Becoming a Teacher Educator: A Self-Study of the Use of Inquiry in a Mathematics Methods Course

Published: 
Sep. 01, 2014

Source: Studying Teacher Education, Vol. 10, No. 1, 20–35, 2014
(Reviewed by the Portal Team)

This self-study describes the author's transition from teacher to teacher educator.
During this transition, the author explored how her beliefs about mathematics teacher education influenced the work of planning and teaching a course for the first time.
The transition from teacher to teacher educator is explored through the experience of a course focused on inquiry. Inquiry is embedded within the course from two perspectives: mathematical inquiry and teaching as inquiry.

Methodology
The author used the methodology of self-study to help her uncover her assumptions, challenge her beliefs, frame her practice, and understand who she is as a teacher educator.
The author designed a course syllabus with inquiry.
The participants in this research were 14 teacher candidates (13 female, 1 male) enrolled to the author's methods course. All 14 participants were pursuing licensure in elementary education and/or special education in M.Ed. (13 participants) or B.A. (1 participant) programs and taking the methods course as a degree program requirement.

Data for this study are drawn from course syllabi, pre-semester surveys of participants’ attitudes and beliefs about mathematics and teaching, mid-semester course surveys, participants’ assignments and reflections on assignments, exit cards from each class session, and a personal teaching journal that the author kept throughout the planning and teaching of the course.

Findings

The author set out to learn two things from this self-study: (1) what it means to be a part of the field of mathematics teacher education and who I am as a teacher educator; and (2) how inquiry can be used to frame a mathematics methods course. These findings are organized around three themes: transition, positionality, and tensions.

Transition
The methods course facilitated an important transition both for the teacher candidates and for the author. The author found that it was teaching as inquiry and the methodology of self-study that helped her make sense of her transition.
In addition, the methods course became an avenue to identify and address what was missing in the author's work as a classroom teacher and what she believed teacher candidates needed from teacher education.
The author found that many of the teacher candidates were experiencing similar tensions and asking questions about their experiences as students of mathematics as they engaged in mathematical inquiry.
Furthermore, the author did not see herself having the expertise of a teacher educator. Thus, her experiences in the course, both positive and negative, helped her to see herself differently. When teacher candidates treated her like an expert, she began to see hersel making a difference in their transition. Teacher candidates came to her to ask questions about the mathematics being taught in their practicum, sought advice on how to help a particular student, and challenged information presented in class with their own experiences.

Positionality
In the author's transition to teacher educator, she struggled to define her positionality.
She experienced her transition from teacher to teacher educator as both an insider and an outsider. The author understood that despite her status as a graduate student, to the teacher candidates, she was the professor. She felt this tension of being both within and outside the graduate student community.
In addition to the knowledge she gained in her graduate-level coursework, she had observed and been a teaching assistant in multiple sections of the mathematics methods courses at the university.

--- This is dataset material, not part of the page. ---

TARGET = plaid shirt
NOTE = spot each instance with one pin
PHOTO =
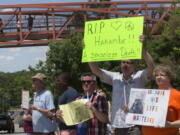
(96, 127)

The coursework she had done gave her perspective on the field of teacher education and the practices used in teacher formation.
To make sense of her experience in teaching the course, the author spent a great deal of time wrestling with the issue of her positionality. In the end, she choose to use the specialized knowledge she has because of her insider and outsider statuses to foster organizational learning, building knowledge for myself and her practice as a teacher educator. Upon exploring the experiences of teacher candidates in the course, she found that many of her students reported similar feelings of being in-between, and they also reported struggles with positionality in the K-12 classroom.

Tensions
In the author's own experiences and in the research literature, there is evidence of a variety of tensions between the short-term goals of teacher candidates and the long-term goals of teacher educators.
Teacher candidates desire tips and knowledge they can apply immediately in practicum settings as opposed to skills that would help them develop a broader body of knowledge over time. The author identified with this need for tips and tricks and recognized it as an attitude that she had toward coursework when she was a teacher candidate. Hence, the author felt pressure to give her students what they wanted in order to keep them engaged in the course and happy with their experience in the teacher education program, but this pressure was at odds with her long-term objectives for the course and what she knew to be important for their future work as teachers.

Conclusions and Implications

The author concludes that long-term goals related to reflection, career-long learning, and professional growth were what the author felt were missing in the courses she had taken as a teacher candidate, observed as a graduate student, and worked in as a teaching assistant. This tension between the short-term goals of teacher candidates and the long-term goals of the faculty was striking, but in her reading she sensed that a compromise was being sought in the field. Inquiry in its many forms could be this compromise.

In addition, self-study was a powerful experience for the author as a teacher educator and a means to explore her teaching practice at the university level. This self-study makes public the knowledge built and created through experience, including her experiences as a new teacher educator and the experiences of her teacher candidates as they explored mathematical content through a lens of mathematical inquiry and began to engage in the craft of teaching with assignments and coursework that modeled and encouraged an inquiry stance.